The Podcast for This American Life


The Podcast for This American Life


The podcast for This American Life allows listeners to download the the shows and listen to them at their discretion. The This American Life team contracts with a site called audible.com to distribute the shows to listeners who want to hear them. Despite calling their offering a podcast, however, it is not, at least in the normal sense of the word. A podcast refers to an online setup with an RSS feed that is regularily updated, can be subscribed to, and provides links to sound or video files that can be downloaded and watched by the subscriber. Audible.com and This American Life do not offer that. Instead, the show's team allows audible.com to receive money for allowing listeners to download the sound files to the computer from audible.com's web site. The only RSS file involved is one specific to the user which allows that user access to the shows they are interested in. Even odder than charging for a supposed podcast, the sound files downloaded are tied to the specific user who downloads them. Unlike the vast majority of podcasts, which allow the files to be distributed and redistributed as the end user wishes, without placing limitations on such, the This American Life podcast restricts the file to a single user.
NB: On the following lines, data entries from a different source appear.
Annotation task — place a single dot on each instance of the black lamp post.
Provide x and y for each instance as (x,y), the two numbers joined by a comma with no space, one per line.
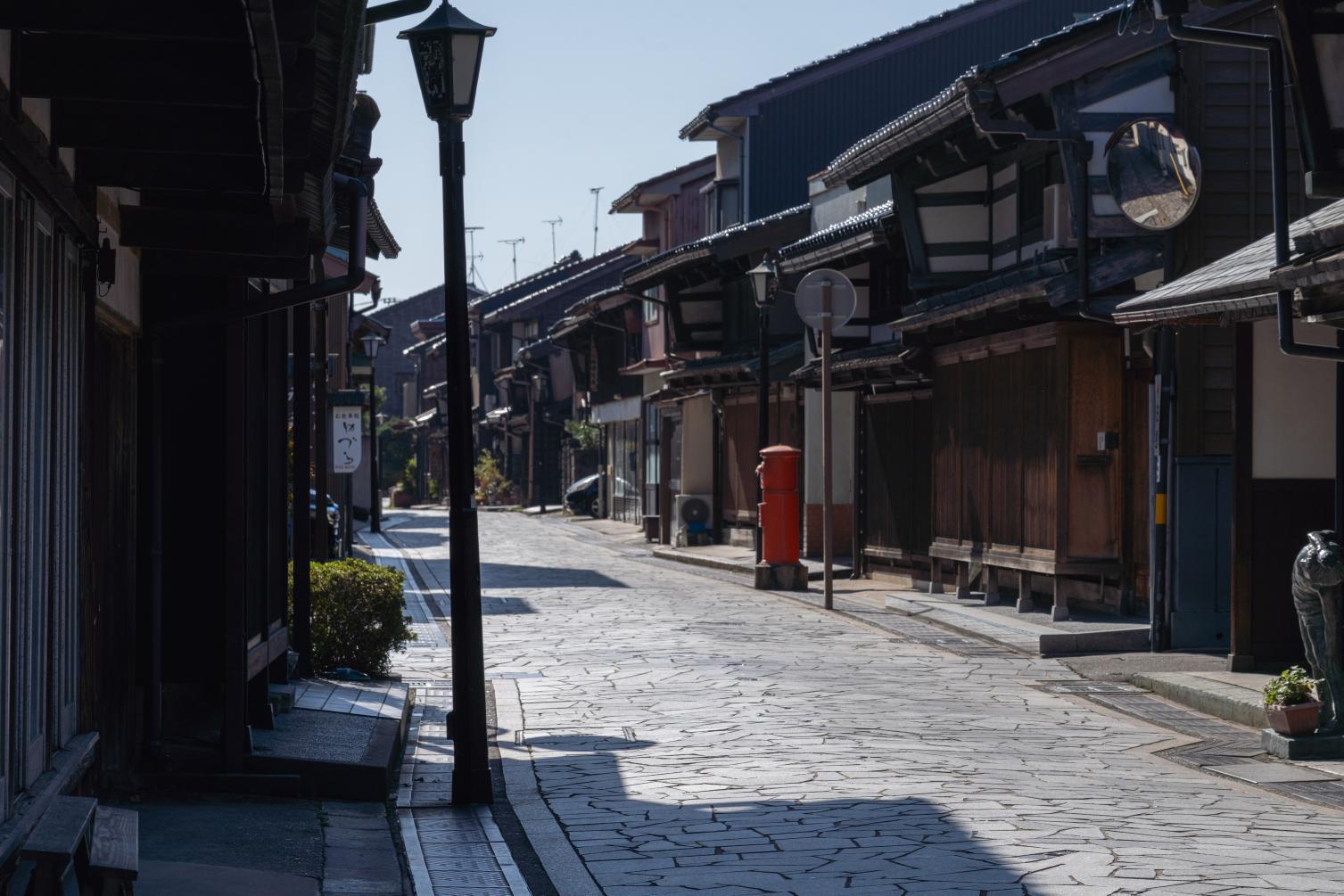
(447,48)
(765,284)
(373,341)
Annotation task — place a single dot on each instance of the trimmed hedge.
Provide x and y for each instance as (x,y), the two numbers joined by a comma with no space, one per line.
(359,617)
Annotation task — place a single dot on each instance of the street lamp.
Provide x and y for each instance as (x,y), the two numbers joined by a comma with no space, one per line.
(373,341)
(447,48)
(765,284)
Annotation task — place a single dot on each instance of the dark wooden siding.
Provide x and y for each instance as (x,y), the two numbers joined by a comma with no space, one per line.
(800,133)
(1005,408)
(1224,105)
(896,432)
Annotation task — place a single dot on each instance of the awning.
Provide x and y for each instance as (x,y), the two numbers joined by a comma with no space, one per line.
(738,368)
(1052,281)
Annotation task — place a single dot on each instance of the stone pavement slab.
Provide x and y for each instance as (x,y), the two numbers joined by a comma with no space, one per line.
(691,735)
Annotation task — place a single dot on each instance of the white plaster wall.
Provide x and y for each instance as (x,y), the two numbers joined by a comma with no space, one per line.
(842,448)
(697,446)
(1291,407)
(954,223)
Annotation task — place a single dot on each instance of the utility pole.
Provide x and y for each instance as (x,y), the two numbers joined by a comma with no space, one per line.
(474,275)
(514,244)
(596,191)
(553,222)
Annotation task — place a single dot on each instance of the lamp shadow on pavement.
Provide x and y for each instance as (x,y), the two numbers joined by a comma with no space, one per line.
(773,843)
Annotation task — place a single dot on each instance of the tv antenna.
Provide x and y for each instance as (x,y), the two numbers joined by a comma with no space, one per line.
(594,191)
(514,244)
(553,222)
(474,275)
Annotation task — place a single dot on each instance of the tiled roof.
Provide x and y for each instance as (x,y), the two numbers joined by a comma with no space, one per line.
(492,300)
(737,367)
(1243,275)
(943,109)
(878,355)
(707,114)
(853,234)
(609,262)
(705,246)
(633,193)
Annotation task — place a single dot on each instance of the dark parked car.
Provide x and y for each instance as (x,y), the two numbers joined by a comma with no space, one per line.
(332,517)
(581,497)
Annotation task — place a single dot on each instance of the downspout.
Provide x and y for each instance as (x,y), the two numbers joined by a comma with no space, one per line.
(1082,150)
(394,10)
(742,171)
(1278,159)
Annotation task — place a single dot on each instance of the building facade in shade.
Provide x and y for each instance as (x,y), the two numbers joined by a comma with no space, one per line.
(153,230)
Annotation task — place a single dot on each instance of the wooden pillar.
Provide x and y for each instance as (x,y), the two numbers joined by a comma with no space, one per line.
(1242,649)
(321,550)
(1023,591)
(277,484)
(234,739)
(1060,612)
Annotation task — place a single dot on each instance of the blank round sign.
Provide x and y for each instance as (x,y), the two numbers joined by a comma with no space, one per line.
(806,299)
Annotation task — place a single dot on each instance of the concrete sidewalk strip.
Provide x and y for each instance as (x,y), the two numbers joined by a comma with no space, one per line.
(1017,633)
(450,851)
(1208,694)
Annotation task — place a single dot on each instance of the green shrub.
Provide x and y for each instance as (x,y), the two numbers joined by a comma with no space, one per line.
(586,435)
(1289,688)
(395,446)
(491,485)
(359,618)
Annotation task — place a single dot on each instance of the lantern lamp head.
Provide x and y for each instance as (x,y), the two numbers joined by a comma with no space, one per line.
(373,341)
(447,48)
(765,281)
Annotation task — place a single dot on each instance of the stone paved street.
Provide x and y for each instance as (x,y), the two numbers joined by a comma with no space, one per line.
(695,736)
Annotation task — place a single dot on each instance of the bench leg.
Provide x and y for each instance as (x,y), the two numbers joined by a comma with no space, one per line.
(962,580)
(1060,612)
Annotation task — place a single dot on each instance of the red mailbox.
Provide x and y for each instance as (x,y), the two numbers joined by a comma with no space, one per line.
(779,509)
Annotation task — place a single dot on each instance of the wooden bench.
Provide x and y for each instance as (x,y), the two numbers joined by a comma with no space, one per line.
(58,845)
(114,856)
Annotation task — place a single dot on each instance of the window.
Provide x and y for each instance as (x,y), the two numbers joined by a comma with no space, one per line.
(1031,199)
(651,307)
(5,504)
(32,489)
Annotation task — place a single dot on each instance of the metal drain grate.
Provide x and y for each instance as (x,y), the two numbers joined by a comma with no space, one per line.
(1093,686)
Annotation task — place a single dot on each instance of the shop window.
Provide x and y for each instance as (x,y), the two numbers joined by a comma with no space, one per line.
(7,527)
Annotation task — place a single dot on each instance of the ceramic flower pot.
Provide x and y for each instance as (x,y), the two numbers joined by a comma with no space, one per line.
(1298,720)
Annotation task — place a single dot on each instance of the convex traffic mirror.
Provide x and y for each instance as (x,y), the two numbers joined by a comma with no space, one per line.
(1153,174)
The podcast for This American Life misses the point of what a podcast is intended to be, the free distribution of information. The This American Life team is exploiting the term podcasting, and the credibility and hipness that is associated with the term in order to boost their own popularity. 

On the other hand, the podcast for This American Life may be where the rest of the industry is headed. Although the technology was first adopted by independent media groups that enjoyed it because of the low cost of distribution and the close possible ties to end users, that may change when podcasting becomes a wider phenomenon. If podcasting is adopted by more mainstream, corporate entities, the face of podcasting is likely to change to one where a profit plan is required. Audible.com's plan of forcing users to subscribe and pay for the feeds they want may be the way the corporate world decides to latch on to and use podcasting. The advantage of podcasting, direct distribution of the media files to the user's home computer quickly and easily, is not lost if the system moves to one revolving around profit.

Regretfully, the podcast for This American Life is probably an example of what podcasting will be in a few years. As much as locked media files that restrict distribution may be repugnant to many of the free information activists that curently dominate podcasting, there is little to stop those who want to use the system to make a profit from doing so.